In fact, it’s been quite a full 12 months for the Scotsman. Just one year ago he helped Great Britain win its very first Davis Cup title. In December of last year he was also voted BBC’s Sports Personality of the Year for the second time.
However, most of the 29-year-old’s incredible achievements came about in the last five months. 2016 started out like many of the last three years, with Novak Djokovic clinching the first grand slam of the year in Australia (his sixth) by beating Murray in three straight sets. In the spring of this year it was said that the Serbian had amassed so many ranking points that world No.’s 2 and 3 (Murray and Roger Federer, respectively) wouldn’t be able to overtake him if they were to COMBINE their points! Murray was 8,000 points behind.
The change in ranking despite the year starting out like another Nole slam-dunk
Murray and Djokovic met again at this year’s next grand slam, in Roland Garros, with the same result. Djokovic’s French victory made him the reigning champion of all four grand slams, dubbed the “Nole Slam.” With La Coupe des Mousquetaires trophy, the former world No. 1 became the third player in history to hold all four grand slam titles at the same time, the eighth player to achieve the Career Grand Slam, and the first to win $100 million in prize money. Djokovic had held the dominant rating for 122 consecutive weeks and 221 total weeks. By June, the right-hander had nearly doubled his ranking points and looked unstoppable. This was how the first half of 2016 looked.
By all accounts, going into Wimbledon, it looked like the 29-year-old Serb would continue his winning streak, but it all ended after he exited the British tournament in the fourth round. He rallied at the Roger’s Cup at the start of the hard court season with a tournament title, but then suffered the first of many successive setbacks including a first round loss at the Summer Olympics to Juan Martin del Potro but made it to the finals at the US Open, the last Grand Slam of the year, only to lose to Federer’s Swiss compatriot, Stan Wawrinka, in four sets.
Murray made a run for the new ranking in the summer
In the meantime, starting this summer, GB’s Murray has been achieving career highlights in a slow, steady manner. He’s been a bit of a late bloomer, but the accomplishments have been well worth the wait. The signs were there right after Djokovic’s last Grand Slam victory at the French. Murray lost to Djokovic in the Madrid final in May, but avenged himself in Rome against the Serb by winning the title.
Although he lost to the former No. 1 in the French Grand Slam final a few weeks later, the grass season began a resurgent time period for Britain’s best.

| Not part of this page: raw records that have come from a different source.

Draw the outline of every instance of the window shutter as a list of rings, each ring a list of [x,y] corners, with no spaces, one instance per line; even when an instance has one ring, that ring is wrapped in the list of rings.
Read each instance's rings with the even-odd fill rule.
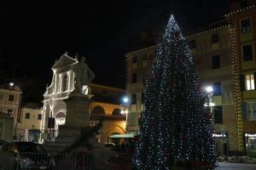
[[[244,75],[240,75],[240,90],[245,90]]]

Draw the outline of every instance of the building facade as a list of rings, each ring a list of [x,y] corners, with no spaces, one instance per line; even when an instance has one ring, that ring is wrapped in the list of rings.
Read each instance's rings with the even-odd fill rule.
[[[19,141],[39,142],[43,128],[41,105],[28,103],[21,107],[20,122],[17,124],[16,134]]]
[[[67,116],[65,100],[72,94],[88,94],[88,83],[95,77],[85,63],[85,58],[79,61],[66,53],[52,67],[51,83],[44,94],[43,131],[54,139],[59,126],[64,125]]]
[[[225,23],[220,23],[220,27],[188,37],[202,88],[213,87],[213,135],[220,155],[238,150],[232,47],[230,27]],[[143,79],[154,60],[154,51],[155,46],[152,46],[126,54],[127,93],[131,99],[129,130],[138,130],[143,110]]]
[[[231,1],[230,21],[233,48],[236,113],[240,150],[256,153],[255,0]]]
[[[86,72],[87,69],[84,58],[79,60],[67,54],[63,54],[52,67],[52,82],[44,94],[41,125],[43,139],[54,139],[58,135],[59,127],[65,125],[66,121],[67,110],[65,100],[74,93],[88,95],[92,102],[89,110],[90,124],[95,126],[100,120],[102,121],[102,128],[98,135],[99,142],[111,142],[108,137],[112,134],[125,133],[126,116],[121,114],[120,104],[125,91],[90,83],[95,76],[90,69]],[[32,125],[32,122],[30,125]]]
[[[188,37],[202,89],[213,88],[212,113],[219,155],[236,154],[238,133],[235,112],[232,47],[227,22]],[[232,153],[233,152],[233,153]]]
[[[19,108],[21,101],[21,90],[13,82],[0,86],[0,110],[14,116],[15,123],[20,121]]]
[[[129,95],[128,131],[138,130],[143,110],[143,81],[154,57],[155,46],[133,51],[126,54],[126,90]]]

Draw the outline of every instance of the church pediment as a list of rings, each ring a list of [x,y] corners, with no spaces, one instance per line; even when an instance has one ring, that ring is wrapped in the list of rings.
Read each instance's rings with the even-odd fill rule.
[[[78,61],[75,59],[73,59],[72,57],[69,57],[67,54],[63,54],[61,59],[59,59],[55,64],[53,65],[53,69],[67,66],[69,65],[77,64]]]

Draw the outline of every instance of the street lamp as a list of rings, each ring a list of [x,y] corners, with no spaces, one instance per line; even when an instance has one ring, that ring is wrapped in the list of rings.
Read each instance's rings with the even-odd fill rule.
[[[124,97],[124,98],[123,98],[123,102],[124,102],[125,104],[128,104],[128,102],[129,102],[129,98],[128,98],[127,96]]]
[[[212,114],[212,106],[214,106],[215,104],[212,102],[213,101],[213,88],[212,88],[212,86],[207,86],[207,87],[206,87],[205,88],[205,91],[207,94],[208,103],[205,104],[204,105],[210,107],[210,111],[211,111],[211,114],[212,114],[212,123],[213,123],[214,116]]]
[[[212,86],[207,86],[207,87],[206,88],[206,92],[207,92],[207,94],[212,94],[212,93],[213,92],[212,87]]]
[[[125,116],[125,131],[127,132],[127,123],[128,123],[128,105],[129,105],[129,98],[127,96],[125,96],[123,98],[123,103],[121,105],[121,114]]]

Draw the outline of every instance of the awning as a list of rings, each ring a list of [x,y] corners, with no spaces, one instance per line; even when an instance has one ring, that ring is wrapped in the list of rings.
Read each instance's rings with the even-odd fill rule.
[[[109,136],[112,139],[127,139],[127,138],[134,138],[134,134],[128,133],[128,134],[113,134]]]

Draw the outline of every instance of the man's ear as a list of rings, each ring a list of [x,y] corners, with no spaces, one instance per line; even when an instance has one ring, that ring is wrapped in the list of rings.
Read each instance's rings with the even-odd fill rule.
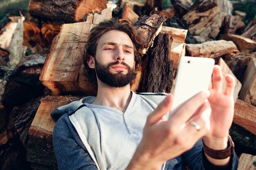
[[[90,59],[89,60],[87,61],[87,64],[88,66],[91,68],[95,68],[95,62],[94,58],[92,55],[89,55],[89,57]]]
[[[134,71],[134,70],[135,70],[135,61],[134,62],[133,62],[133,71]]]

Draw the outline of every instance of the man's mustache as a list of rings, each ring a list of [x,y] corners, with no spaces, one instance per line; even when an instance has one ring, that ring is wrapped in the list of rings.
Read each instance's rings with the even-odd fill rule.
[[[128,64],[127,64],[124,62],[119,62],[118,61],[115,62],[114,62],[109,64],[108,65],[108,66],[107,67],[107,68],[109,68],[111,66],[113,66],[115,65],[117,65],[117,64],[122,64],[125,66],[127,68],[131,68],[129,66]]]

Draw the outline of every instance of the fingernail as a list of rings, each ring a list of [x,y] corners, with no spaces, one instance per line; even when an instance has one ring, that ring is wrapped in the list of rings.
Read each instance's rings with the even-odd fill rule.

He won his fifth Queen’s Club title and his second Wimbledon title (and third slam) on home turf. With his second gold medal, the Rio Olympics capped off a highly successful summer season, a harbinger of what was to come.
Although he didn’t make it past the quarters in the last grand slam of the year, Murray made the most of his post-US Open season by winning in the finals of everything he entered after the US Open including the China Open, Shanghai Masters, Vienna Open and the Paris Masters. Continuously under the radar, he didn’t need the Paris title to retain the No. 1 ranking, but the win on Sunday (against John Isner) confirmed an extremely successful end of season performance that will only make a strong case for him ending the year with the top ranking. He is the second oldest to debut in the ranking. It took Murray seven years to get to this point, the longest of any man in men’s tennis, to go from No. 2 to the top spot. He spent 76 weeks at No. 2. And he’s done it in the golden age of Federer, Nadal and Djokovic, the only man since 2004 to do so.
“The year I’ve had to have to barely get there has been unbelievably difficult. I’ve had to work extremely hard,” Murray told BBC Sport.
Love among the tennis community, including Federer calling Murray ‘new king’
Murray is well-loved in the sport and the accolades started pouring in as soon as the announcement was made on Saturday.
It has not been an easy road. As coach Jamie Delgado told BBC Sport: “There were a few gentle tears and a big hug — there was a bit of shock in there as well … It’s amazing. It’s been an unbelievable year. Looking back to March, April time, he lost a bit of confidence, and motivation was down a little bit because he had fallen far behind Novak already — number one wasn’t in our thoughts really.”
Tennis legend Martina Navratilova weighed in on BBC Radio. “Considering how few people have had it in the last 16 years since Roger Federer first took it, it’s a major accomplishment indeed. It’s a pretty exclusive club.” She continued, “The fact that it came this late in his playing career just tells you how determined and focused he is. It’s a testament to his character.”
Congratulations @andy_murray for reaching the pinnacle of our sport- #1!!! And that's not a hash tag- that is #1:). ????
The world No. 1 now holds three grand slams, two gold medals (a record he holds alone) and a Davis Cup title. He will next compete in the London ATP World Tour finals in a week, where he stands a good chance of winning.